Clinical Manifestations

• Often asymptomatic (incidental diagnosis via ↑ ALP or imaging)
• Bone pain (most common symptom) — often dull, deep, and worse at rest
• Skeletal deformities:
  • Bowing of long bones (e.g. tibia, femur)
  • Enlargement of skull → increased hat size
  • Spinal kyphosis
    • Pathological fractures
    • Neurological complications: Hearing loss (from skull involvement, CN VIII compression)
• Spinal stenosis or radiculopathy
  • Secondary osteoarthritis (from bone deformity altering joint mechanics

Diagnosis

Biochemistry

• ↑ Alkaline phosphatase (isolated, with normal liver function)
• Normal calcium and phosphate
• ↑ Urinary hydroxyproline (optional, reflects collagen breakdown)

Imaging:

• X-ray: Cortical thickening, bone expansion, lytic/sclerotic changes, “cotton wool” skull appearance
• Bone scan (99mTc): To assess disease extent and activity
• CT/MRI: For complications (e.g., spinal stenosis, fracture)
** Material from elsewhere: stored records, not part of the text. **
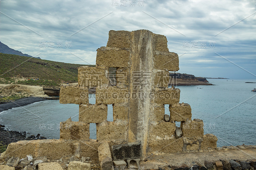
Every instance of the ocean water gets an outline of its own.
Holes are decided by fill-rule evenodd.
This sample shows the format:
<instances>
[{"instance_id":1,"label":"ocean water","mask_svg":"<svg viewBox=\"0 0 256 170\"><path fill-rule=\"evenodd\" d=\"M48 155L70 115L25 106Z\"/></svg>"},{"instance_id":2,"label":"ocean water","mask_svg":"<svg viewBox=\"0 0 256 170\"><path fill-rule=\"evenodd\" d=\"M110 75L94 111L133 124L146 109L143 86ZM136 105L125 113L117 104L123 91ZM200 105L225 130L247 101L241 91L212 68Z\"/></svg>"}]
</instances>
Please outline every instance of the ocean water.
<instances>
[{"instance_id":1,"label":"ocean water","mask_svg":"<svg viewBox=\"0 0 256 170\"><path fill-rule=\"evenodd\" d=\"M203 120L204 134L216 136L218 147L256 145L256 93L251 92L256 84L245 83L256 79L208 80L216 85L177 86L180 89L180 103L190 105L192 119ZM90 95L89 102L95 104L94 94ZM169 106L165 106L169 114ZM1 112L0 124L9 129L58 139L60 122L70 117L78 121L78 105L46 100ZM108 105L109 121L113 121L112 113L112 105ZM90 124L90 138L96 139L95 124Z\"/></svg>"}]
</instances>

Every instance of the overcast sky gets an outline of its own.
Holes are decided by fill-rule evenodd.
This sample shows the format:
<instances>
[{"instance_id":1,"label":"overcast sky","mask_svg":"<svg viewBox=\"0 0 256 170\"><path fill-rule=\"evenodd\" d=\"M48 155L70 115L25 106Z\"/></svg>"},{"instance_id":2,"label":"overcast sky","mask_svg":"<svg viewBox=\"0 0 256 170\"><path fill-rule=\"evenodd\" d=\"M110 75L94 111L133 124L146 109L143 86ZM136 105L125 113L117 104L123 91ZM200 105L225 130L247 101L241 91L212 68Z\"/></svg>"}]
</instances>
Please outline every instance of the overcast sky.
<instances>
[{"instance_id":1,"label":"overcast sky","mask_svg":"<svg viewBox=\"0 0 256 170\"><path fill-rule=\"evenodd\" d=\"M0 2L0 41L42 59L95 64L110 30L141 29L166 36L179 72L256 79L255 0Z\"/></svg>"}]
</instances>

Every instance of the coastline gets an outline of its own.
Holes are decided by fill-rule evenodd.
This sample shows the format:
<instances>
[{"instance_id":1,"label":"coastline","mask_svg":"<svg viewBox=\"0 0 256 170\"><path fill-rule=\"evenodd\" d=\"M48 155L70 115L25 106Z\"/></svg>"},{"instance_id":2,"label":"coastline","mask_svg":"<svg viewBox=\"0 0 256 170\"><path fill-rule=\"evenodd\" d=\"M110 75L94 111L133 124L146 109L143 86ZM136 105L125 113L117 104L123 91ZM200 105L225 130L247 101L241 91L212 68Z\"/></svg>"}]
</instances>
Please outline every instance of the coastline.
<instances>
[{"instance_id":1,"label":"coastline","mask_svg":"<svg viewBox=\"0 0 256 170\"><path fill-rule=\"evenodd\" d=\"M170 79L168 84L169 85L214 85L200 81L197 80L185 80L176 78L172 80Z\"/></svg>"},{"instance_id":2,"label":"coastline","mask_svg":"<svg viewBox=\"0 0 256 170\"><path fill-rule=\"evenodd\" d=\"M44 101L47 99L39 97L29 97L20 99L13 101L10 101L0 104L0 112L7 110L12 108L24 106L36 102Z\"/></svg>"}]
</instances>

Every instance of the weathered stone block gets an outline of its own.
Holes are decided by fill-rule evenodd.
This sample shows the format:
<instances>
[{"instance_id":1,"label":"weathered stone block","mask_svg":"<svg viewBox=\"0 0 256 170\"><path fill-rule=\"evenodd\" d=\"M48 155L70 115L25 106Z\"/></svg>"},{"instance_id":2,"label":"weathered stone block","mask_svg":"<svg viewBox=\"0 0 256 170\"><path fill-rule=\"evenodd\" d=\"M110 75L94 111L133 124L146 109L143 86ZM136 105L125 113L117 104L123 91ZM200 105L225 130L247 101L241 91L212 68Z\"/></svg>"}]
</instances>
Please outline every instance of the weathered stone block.
<instances>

Typical Imaging Findings by Modality

 Differential diagnoses:

• Metastatic bone disease
• Osteomalacia
• Fibrous dysplasia
• Primary bone tumors

Classification

No formal classification system by stage
Disease progression is typically described in three phases:

1. Osteolytic phase
2. Mixed phase
3. Sclerotic (burnt-out) phase

Treatment

• Indications for treatment
  • Symptomatic disease (pain, deformity, fracture)
  • Asymptomatic but involving weight-bearing bones, spine, skull
  • High ALP or bone scan activity
• Bisphosphonates
  • First-line: Zoledronic acid (IV single dose) or Risedronate (oral)
  • Reduce bone turnover and relieve pain
• Other medications
  • Calcitonin: For bisphosphonate-intolerant patients (less effective)
  • Analgesia for pain relief (e.g. paracetamol, NSAIDs)
  • Orthopaedic referral for fractures, deformity, joint replacement

Complications and Prognosis

• Fractures (especially femur, pelvis)
• Deformities → osteoarthritis
• Deafness from skull involvement
• Spinal stenosis or nerve root compression
• High-output cardiac failure (rare, due to bone hypervascularity)
• Osteosarcoma (very rare <1%) — aggressive, poor prognosis
• Osteoarthritis

Prognosis is excellent in most cases with treatment.

References

1. Ralston SH, Langston AL, Reid IR. Pathogenesis and management of Paget’s disease of bone. Lancet. 2008;372(9633):155–63.
2. Singer FR, Bone HG, Hosking DJ, et al. Paget’s disease of bone: an endocrine society clinical practice guideline. J Clin Endocrinol Metab. 2014;99(12):4408–22.
3. Chrzanowski W, Cundy T. Paget disease of bone. Endocrinol Metab Clin North Am. 2018;47(4):865–878.
4. Rea JA, Jameson KA, Compston JE. Effect of bisphosphonates on Paget’s disease: a systematic review. Bone. 2020;134:115243.